Just two nights ago, laying in bed with a million things going through my mind, the perfect name finally landed! No pun intended. Now I feel a renewed sense of purpose with all these blog-y ideas that have been running through my head all these years. If you read my little “My Story” section, you know that I am a sickening optimist. I disgust myself sometimes… the bright, sunny, happy, unicorn, and rainbow sprinkle shit that I do and say is pretty nauseating, but it gets me through! Trust me, it’s better than the alternative which is the raging asshole that I used to be (if you know, you know). I refuse to let the little things fuck up my good time! I just won’t do it. I will not let a bad server ruin my meal. I will not let someone cutting me off on the road get me fired up. I will not let a broken dishwasher, a leaky roof, fucking Covid, or anything else drag me down. I’ve been at the bottom. I’m not going back. You can’t make me. I wanted my blog to send that message, cuz it’s an important one! Whatever it is that may be happening in your life, it will be okay. You will make it through. This too shall pass! It’s just a fly! Who cares if it’s buzzing around your head or floating in your soup. It’s just a fly. How perfect is that?!
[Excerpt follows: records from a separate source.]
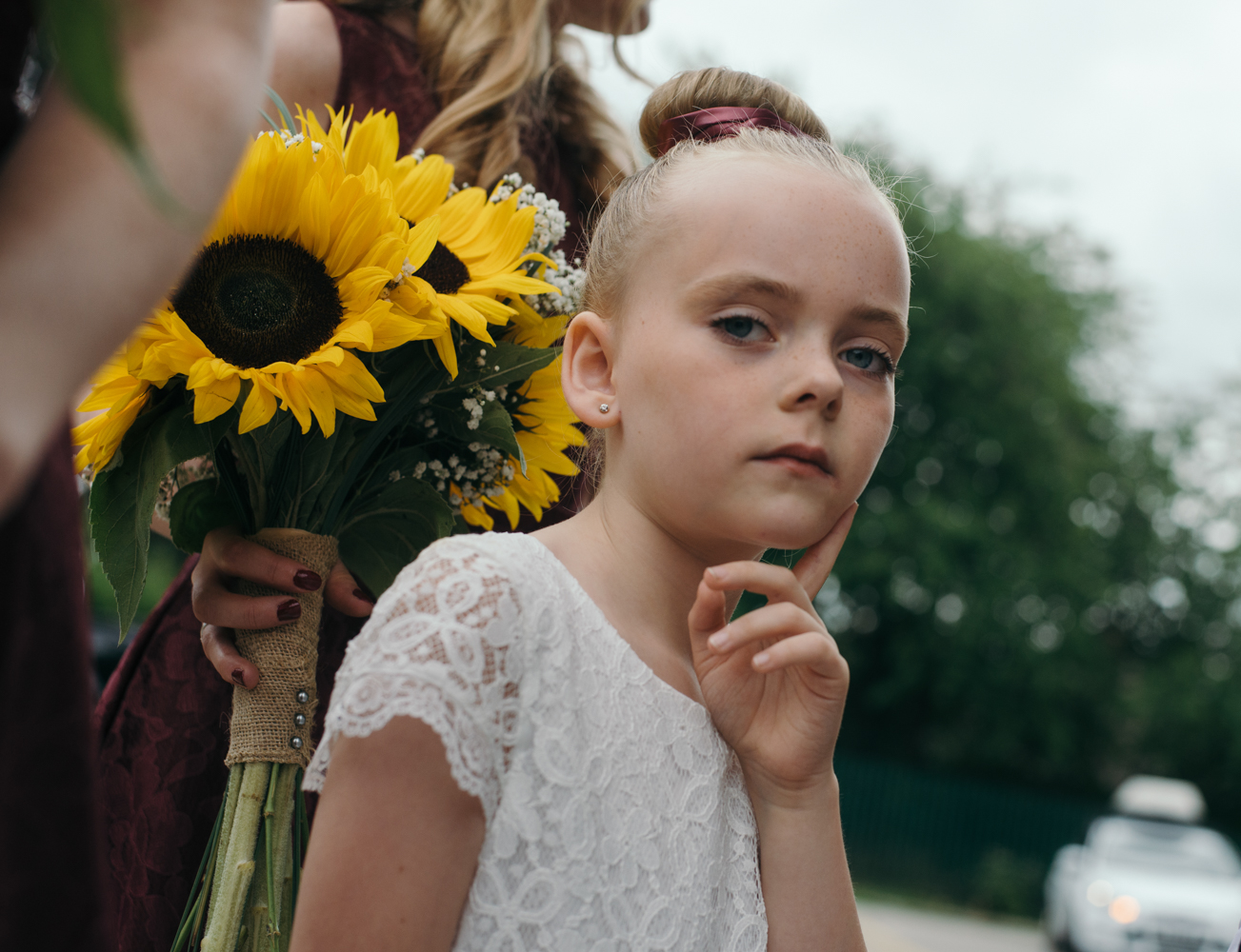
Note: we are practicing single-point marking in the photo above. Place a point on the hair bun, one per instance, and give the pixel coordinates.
(713, 103)
(719, 122)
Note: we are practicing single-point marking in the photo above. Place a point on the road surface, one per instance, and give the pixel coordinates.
(899, 928)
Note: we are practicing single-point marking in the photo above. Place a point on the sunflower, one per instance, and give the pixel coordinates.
(294, 277)
(545, 427)
(477, 262)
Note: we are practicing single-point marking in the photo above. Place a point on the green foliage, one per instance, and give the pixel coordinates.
(388, 527)
(199, 507)
(1006, 605)
(83, 32)
(82, 35)
(123, 495)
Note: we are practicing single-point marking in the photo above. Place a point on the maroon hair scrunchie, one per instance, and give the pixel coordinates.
(719, 122)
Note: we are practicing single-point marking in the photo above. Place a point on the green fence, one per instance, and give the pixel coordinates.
(961, 841)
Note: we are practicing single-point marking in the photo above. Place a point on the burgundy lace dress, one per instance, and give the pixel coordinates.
(164, 714)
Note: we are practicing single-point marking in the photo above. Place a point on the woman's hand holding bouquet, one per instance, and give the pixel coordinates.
(330, 365)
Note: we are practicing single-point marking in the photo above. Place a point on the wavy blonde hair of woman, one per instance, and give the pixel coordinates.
(496, 66)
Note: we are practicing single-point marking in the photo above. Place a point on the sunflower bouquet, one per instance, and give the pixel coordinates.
(360, 362)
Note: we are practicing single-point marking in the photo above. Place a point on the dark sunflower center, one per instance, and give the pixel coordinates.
(254, 301)
(443, 270)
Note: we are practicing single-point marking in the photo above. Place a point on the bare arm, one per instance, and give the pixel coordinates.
(82, 251)
(306, 64)
(393, 849)
(774, 684)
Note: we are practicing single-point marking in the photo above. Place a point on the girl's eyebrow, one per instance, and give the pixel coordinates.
(886, 318)
(733, 286)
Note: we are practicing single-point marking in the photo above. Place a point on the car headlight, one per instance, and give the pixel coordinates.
(1125, 910)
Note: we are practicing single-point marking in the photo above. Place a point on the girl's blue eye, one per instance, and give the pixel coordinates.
(861, 358)
(737, 327)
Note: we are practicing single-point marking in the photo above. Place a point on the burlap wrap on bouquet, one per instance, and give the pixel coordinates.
(265, 720)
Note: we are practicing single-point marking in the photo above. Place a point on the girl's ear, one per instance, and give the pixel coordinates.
(586, 370)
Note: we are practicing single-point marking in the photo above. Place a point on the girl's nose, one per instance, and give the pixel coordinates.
(815, 385)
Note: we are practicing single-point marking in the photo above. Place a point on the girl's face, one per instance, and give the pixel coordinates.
(752, 360)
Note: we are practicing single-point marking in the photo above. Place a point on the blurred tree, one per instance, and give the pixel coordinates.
(1018, 599)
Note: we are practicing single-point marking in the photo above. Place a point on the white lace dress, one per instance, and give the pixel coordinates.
(617, 817)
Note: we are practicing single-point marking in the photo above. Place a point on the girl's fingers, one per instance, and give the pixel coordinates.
(218, 646)
(225, 552)
(778, 584)
(345, 595)
(707, 616)
(810, 648)
(773, 621)
(814, 566)
(215, 605)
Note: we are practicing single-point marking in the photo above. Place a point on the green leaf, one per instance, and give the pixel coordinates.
(199, 507)
(494, 428)
(123, 498)
(83, 33)
(83, 37)
(258, 456)
(515, 364)
(385, 535)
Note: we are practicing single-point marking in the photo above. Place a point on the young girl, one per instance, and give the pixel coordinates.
(557, 740)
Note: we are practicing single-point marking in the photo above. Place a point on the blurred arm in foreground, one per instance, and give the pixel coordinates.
(83, 252)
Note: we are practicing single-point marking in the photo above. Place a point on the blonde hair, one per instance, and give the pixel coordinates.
(631, 208)
(498, 66)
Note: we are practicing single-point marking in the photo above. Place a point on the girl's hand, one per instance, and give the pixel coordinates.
(228, 555)
(774, 682)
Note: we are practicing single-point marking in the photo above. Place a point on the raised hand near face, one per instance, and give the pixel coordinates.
(773, 681)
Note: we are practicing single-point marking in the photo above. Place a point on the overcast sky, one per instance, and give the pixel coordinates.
(1119, 117)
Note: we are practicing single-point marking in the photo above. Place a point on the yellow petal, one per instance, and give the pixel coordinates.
(422, 241)
(361, 287)
(215, 397)
(447, 351)
(322, 405)
(466, 315)
(422, 188)
(295, 399)
(515, 237)
(258, 408)
(314, 217)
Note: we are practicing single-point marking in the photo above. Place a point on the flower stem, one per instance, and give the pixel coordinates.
(238, 865)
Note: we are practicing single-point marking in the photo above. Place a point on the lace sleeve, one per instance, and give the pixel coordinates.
(439, 646)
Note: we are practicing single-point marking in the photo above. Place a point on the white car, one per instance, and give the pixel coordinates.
(1145, 885)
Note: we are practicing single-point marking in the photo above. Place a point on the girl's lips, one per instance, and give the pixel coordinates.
(801, 460)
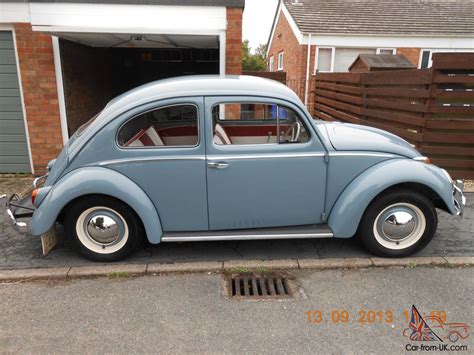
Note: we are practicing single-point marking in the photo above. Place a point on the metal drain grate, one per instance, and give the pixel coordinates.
(264, 286)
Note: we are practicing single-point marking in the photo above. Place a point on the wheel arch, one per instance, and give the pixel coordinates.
(380, 178)
(96, 181)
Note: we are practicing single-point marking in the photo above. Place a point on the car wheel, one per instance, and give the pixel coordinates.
(398, 223)
(103, 228)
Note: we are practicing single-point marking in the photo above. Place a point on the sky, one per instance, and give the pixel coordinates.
(257, 21)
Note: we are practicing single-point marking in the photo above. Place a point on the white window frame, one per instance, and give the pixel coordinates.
(439, 50)
(316, 57)
(280, 60)
(394, 50)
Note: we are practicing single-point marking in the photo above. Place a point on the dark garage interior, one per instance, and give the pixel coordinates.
(94, 75)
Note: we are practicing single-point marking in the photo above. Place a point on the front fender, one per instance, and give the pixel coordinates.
(350, 206)
(96, 180)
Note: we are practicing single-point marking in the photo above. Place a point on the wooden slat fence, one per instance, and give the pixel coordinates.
(432, 108)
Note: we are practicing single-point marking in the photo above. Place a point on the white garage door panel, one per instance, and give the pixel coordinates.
(14, 157)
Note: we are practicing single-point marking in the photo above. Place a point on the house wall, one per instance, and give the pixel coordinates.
(234, 41)
(38, 79)
(294, 57)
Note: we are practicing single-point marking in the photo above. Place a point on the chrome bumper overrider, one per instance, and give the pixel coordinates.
(458, 196)
(14, 207)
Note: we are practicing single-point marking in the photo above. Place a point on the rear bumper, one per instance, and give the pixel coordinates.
(458, 196)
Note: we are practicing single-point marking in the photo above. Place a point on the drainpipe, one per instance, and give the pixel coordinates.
(308, 60)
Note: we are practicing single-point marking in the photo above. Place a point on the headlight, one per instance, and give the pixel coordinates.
(447, 175)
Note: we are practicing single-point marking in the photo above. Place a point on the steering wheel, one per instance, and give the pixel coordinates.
(295, 131)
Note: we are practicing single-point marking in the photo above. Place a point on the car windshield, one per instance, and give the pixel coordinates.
(83, 127)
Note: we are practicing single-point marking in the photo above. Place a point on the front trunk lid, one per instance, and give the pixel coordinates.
(351, 137)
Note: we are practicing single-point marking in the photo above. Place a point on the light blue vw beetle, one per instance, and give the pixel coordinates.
(234, 158)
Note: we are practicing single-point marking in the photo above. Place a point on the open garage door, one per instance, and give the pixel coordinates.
(98, 67)
(14, 156)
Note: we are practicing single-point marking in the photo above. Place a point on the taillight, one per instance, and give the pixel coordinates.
(33, 196)
(425, 160)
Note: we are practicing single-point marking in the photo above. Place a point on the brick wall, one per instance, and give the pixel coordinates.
(412, 54)
(38, 80)
(294, 56)
(234, 41)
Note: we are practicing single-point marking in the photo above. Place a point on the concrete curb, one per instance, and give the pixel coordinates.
(126, 270)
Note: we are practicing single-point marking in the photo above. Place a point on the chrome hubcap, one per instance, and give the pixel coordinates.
(103, 229)
(398, 225)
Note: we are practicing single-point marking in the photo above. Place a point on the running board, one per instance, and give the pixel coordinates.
(296, 232)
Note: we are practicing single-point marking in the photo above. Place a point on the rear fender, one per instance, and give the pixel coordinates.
(96, 180)
(349, 208)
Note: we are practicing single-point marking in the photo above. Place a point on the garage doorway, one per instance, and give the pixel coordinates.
(93, 74)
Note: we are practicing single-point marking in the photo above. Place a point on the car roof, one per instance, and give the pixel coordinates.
(199, 85)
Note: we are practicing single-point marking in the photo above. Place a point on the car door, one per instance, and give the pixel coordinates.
(256, 176)
(161, 148)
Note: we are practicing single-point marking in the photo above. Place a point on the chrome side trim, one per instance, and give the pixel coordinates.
(203, 238)
(264, 156)
(362, 154)
(150, 159)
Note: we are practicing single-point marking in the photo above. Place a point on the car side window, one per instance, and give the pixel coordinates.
(256, 123)
(169, 126)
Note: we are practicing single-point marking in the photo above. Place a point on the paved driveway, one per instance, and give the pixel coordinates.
(454, 238)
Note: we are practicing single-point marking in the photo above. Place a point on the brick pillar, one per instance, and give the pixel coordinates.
(233, 47)
(38, 79)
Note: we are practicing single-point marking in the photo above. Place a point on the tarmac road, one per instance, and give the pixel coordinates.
(189, 314)
(453, 238)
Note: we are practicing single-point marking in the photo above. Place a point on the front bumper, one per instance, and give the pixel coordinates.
(16, 207)
(458, 196)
So Princess Alie’s contribution to this… Alie freeeeeaks out about most bugs. She screams, runs, panics, just so many different levels of meltdown that I do not understand as I was the kind of kid who would come home with live critters in my pockets and would use my mom’s tupperware to freeze bugs to death so I could dissect them later. Oh yes, black widow spiders and all. But not little Alie. A fly would get near her while she was doing her thing and she would tense up and scream how people do with bees. We all know those people and what that looks like. They press their knees together, tuck their elbows in close to their body, clench their fists, close their eyes, and say shrilly and repeatedly, “Bee. Bee. Bee.” Well that was little toddler Alie with flies. So I would say to her, “Alie, it’s just a fly.” Well that didn’t prevent future freak outs, it just changed them slightly so that when a fly would start buzzing around her she would do the clench up, eyes shut thing, only she would say over and over, “Just a fly! Just a fly!” It was the funniest thing to watch! She’s nine now and hasn’t done that in years, but whenever she screams about any sort of bug, my son and I use our little high pitched baby Alie voices and say, “Just a fly! Just a fly!” So thank you, Alie, for your contribution to this blog.

I hope you enjoyed this and will read my future posts! Be sure to hit that subscribe button on the home page if you want to be notified when I write new things. Xo.

(The photo: Alie in 2014, when the fly phobia began and also the year I started to think about writing a blog. I took this photo from the exact place where I was standing the first time I started to make a list of names I may want to use for my site.)